Table 1 is the relatively corrosive depth of characteristic point in the embodiment of the present invention;
Specific embodiment
It is with reference to the accompanying drawings and embodiments, right in order to be more clearly understood that the above objects, features and advantages of the present invention
The present invention is further elaborated, and following embodiment does not constitute a limitation of the invention.
Fig. 1 describe drainage pipeline inside corrosion depth of one of the embodiment of the present invention based on binocular vision and
The detailed process of area measurement method, the specific steps are as follows:
The S110 equipment preparation stage: this experiment purpose be verifying based on binocular vision drainage pipeline inside corrosion depth and
The feasibility of area measurement;Experiment uses 1920 × 1080 binocular cameras, using 9 × 6 gridiron pattern scaling board.With reality pipe
Wall erosion figure is referred to as profile, simulates construction corrosion area in tube wall surface.Fig. 8 shows erosion profile figure respectively, and final
Disease model.It is 319.47cm using criterion calculation paper measurement corroded area2。
Two cameras are built into in-orbit pipeline crawler the right and left respectively, camera calibration is completed with ZHANGShi principle.Two-phase
Machine shoots 20 width scaling board images respectively, and the internal reference matrix (M of left and right camera is acquired using OpenCVl,Mr), distortion factor vector
(βl,βr), translation vector T, rotating vector R, re-projection matrix Q, pixel error 0.595033.
The S120 three-dimensional correction stage: acquiring corrosion of the pipe wall area image using biocular systems, three-dimensional using Bouguet algorithm
Correction, Fig. 9 (a) show the three-dimensional correction effect picture using scaling board vision inspections Bouguet algorithm.

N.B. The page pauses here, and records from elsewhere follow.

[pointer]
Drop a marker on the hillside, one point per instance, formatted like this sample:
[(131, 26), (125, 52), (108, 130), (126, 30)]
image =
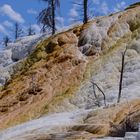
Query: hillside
[(47, 89)]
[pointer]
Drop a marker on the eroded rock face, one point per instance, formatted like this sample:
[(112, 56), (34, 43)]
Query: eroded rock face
[(58, 76), (14, 53)]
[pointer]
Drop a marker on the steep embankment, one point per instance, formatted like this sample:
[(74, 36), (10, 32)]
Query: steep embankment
[(58, 76)]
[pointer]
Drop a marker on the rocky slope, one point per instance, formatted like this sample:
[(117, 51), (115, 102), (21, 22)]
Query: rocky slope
[(56, 81)]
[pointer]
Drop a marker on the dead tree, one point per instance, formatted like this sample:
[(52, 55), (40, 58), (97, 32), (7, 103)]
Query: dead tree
[(121, 76), (94, 84), (47, 16)]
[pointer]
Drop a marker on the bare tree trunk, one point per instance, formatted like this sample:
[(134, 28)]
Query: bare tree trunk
[(101, 92), (53, 17), (85, 11), (121, 76)]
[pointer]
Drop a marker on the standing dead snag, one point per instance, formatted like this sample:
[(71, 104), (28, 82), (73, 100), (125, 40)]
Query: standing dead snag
[(121, 76), (94, 84)]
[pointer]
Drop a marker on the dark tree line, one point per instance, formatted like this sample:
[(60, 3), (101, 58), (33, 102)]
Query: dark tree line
[(47, 16)]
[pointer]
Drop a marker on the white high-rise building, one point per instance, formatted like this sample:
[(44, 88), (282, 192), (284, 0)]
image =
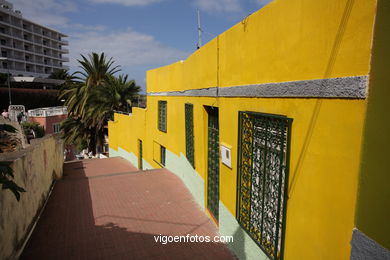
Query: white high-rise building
[(27, 48)]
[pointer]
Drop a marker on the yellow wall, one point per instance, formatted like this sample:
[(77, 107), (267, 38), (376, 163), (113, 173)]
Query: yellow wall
[(373, 201), (287, 40)]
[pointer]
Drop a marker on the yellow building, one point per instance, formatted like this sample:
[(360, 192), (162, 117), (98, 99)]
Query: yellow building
[(266, 125)]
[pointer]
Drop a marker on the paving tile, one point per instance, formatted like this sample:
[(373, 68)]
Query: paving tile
[(108, 209)]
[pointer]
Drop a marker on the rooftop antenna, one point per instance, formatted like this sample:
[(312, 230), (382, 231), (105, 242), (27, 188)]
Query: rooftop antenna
[(199, 32)]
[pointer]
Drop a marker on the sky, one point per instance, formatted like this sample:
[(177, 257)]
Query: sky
[(138, 34)]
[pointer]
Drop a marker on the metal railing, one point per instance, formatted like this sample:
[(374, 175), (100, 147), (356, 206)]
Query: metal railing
[(47, 111)]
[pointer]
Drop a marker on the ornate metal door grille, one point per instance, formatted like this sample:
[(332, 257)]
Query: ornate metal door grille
[(213, 163), (162, 116), (140, 154), (189, 116), (263, 156)]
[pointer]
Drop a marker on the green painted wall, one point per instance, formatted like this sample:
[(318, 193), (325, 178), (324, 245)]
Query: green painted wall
[(373, 207)]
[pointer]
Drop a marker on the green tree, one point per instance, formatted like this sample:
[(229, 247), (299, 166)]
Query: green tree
[(93, 99), (6, 172)]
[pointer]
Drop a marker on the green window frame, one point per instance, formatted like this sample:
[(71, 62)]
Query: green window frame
[(162, 116), (162, 155), (262, 179), (189, 127)]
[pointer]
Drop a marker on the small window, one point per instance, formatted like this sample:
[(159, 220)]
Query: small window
[(162, 116), (56, 128), (189, 129), (162, 155)]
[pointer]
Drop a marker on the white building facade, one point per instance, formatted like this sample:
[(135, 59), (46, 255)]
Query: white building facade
[(27, 48)]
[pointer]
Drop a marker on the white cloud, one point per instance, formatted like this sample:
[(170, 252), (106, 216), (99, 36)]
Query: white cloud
[(46, 12), (262, 2), (219, 5), (128, 48), (128, 2)]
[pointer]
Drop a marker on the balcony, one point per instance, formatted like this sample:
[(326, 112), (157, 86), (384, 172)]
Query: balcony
[(47, 111)]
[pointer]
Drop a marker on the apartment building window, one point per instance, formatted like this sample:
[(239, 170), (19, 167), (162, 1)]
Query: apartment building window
[(263, 166), (162, 116), (56, 128), (162, 155)]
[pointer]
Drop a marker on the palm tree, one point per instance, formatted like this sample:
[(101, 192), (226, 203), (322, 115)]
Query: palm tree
[(93, 99), (6, 172)]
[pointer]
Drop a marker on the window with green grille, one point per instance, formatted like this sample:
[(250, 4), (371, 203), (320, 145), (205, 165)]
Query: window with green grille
[(162, 116), (263, 166), (189, 118), (162, 155)]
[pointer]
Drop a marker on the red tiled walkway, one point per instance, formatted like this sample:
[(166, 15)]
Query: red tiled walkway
[(107, 209)]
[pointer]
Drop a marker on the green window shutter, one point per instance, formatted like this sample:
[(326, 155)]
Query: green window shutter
[(162, 116), (189, 127)]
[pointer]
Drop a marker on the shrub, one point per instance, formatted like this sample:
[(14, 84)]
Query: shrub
[(38, 129)]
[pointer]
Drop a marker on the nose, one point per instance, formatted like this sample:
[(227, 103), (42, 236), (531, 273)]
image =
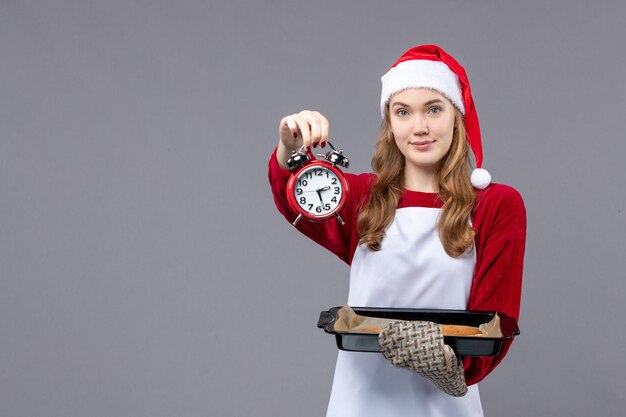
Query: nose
[(420, 125)]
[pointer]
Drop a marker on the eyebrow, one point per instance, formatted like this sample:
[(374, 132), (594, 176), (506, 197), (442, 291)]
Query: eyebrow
[(428, 103)]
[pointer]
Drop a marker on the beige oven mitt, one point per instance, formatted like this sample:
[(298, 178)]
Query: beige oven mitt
[(418, 346)]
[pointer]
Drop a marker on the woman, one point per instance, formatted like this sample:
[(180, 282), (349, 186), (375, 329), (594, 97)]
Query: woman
[(421, 232)]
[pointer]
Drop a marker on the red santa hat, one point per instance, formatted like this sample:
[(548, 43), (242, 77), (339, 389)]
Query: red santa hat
[(429, 66)]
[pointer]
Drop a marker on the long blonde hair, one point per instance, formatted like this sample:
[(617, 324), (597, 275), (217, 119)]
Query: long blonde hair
[(453, 187)]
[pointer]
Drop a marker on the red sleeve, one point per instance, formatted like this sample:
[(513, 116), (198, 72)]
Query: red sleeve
[(340, 240), (500, 224)]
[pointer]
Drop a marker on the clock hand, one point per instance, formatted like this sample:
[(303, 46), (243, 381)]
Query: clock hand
[(319, 194)]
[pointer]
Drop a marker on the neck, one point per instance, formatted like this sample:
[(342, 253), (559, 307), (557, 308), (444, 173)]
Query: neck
[(419, 180)]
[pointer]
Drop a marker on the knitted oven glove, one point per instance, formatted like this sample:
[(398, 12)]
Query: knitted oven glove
[(418, 346)]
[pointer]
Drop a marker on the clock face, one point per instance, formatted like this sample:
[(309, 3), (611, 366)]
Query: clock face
[(318, 191)]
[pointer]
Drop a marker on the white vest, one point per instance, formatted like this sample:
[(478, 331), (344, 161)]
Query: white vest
[(411, 271)]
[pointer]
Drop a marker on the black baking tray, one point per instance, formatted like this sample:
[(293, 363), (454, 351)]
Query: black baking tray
[(462, 345)]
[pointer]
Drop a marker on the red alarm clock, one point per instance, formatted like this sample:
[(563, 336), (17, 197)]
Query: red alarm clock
[(317, 189)]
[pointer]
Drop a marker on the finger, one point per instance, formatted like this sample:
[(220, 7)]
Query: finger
[(316, 129), (304, 128), (292, 125), (325, 126)]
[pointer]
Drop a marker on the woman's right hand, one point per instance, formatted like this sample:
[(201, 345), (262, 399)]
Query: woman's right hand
[(307, 128)]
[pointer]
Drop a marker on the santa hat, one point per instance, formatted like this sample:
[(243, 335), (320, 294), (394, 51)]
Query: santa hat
[(429, 66)]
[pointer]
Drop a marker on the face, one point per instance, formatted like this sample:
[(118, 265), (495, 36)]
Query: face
[(422, 123)]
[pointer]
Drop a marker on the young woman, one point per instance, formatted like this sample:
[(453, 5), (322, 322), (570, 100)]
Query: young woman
[(422, 231)]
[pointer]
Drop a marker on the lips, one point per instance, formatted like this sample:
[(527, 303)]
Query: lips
[(421, 143)]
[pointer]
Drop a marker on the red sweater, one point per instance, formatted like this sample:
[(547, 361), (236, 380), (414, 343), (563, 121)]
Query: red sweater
[(499, 221)]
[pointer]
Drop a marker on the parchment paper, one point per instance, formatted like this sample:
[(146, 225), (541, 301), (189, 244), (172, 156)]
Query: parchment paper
[(350, 322)]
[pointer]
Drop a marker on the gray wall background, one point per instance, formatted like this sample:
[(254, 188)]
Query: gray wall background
[(144, 269)]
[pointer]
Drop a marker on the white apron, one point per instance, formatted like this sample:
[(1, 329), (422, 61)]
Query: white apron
[(411, 271)]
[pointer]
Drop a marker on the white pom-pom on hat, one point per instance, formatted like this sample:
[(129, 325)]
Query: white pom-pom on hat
[(480, 178)]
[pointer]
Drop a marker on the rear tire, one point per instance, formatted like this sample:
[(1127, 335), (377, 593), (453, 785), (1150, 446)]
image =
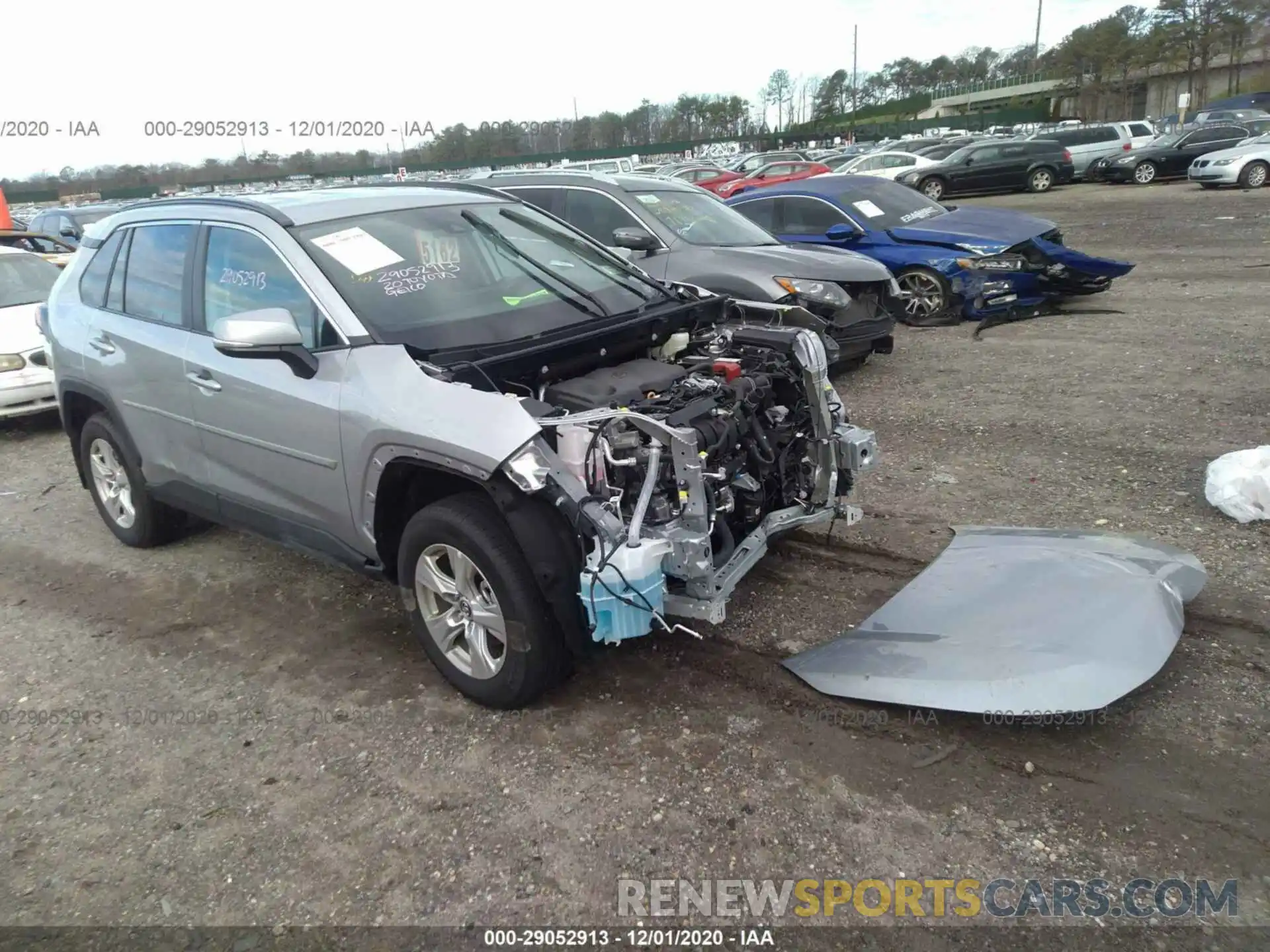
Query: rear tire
[(933, 188), (1254, 175), (120, 492), (1144, 173), (1040, 180), (507, 669)]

S130 characteristic matching stage: binocular Feature Points Matching feature: space arbitrary line l as shown in Figure 3, in S1、S2As flat
Face projection has rotational invariance.Face S0With two as plane S1、S2In parallel, straight line l is in plane S0Be projected as l0, l0In S1、S2Picture
Plane projection is l1,l2, by similar triangles property it is found that f/h=l1/l0=l2/l0, demonstrate,prove to obtain l1=l2.Therefore binocular image
With without considering scale and Rotation.The characteristics of based on the matching of above-mentioned binocular image, matching algorithm is rejected for rotation and ruler
The calculating process of degree can reduce match complexity, improve matching accuracy and speed.Characteristic matching stage specifically includes corrosion region
The sparse matching of domain contours extract, corrosion area profile point dense matching, the non-profile point of corrosion area and error hiding are rejected.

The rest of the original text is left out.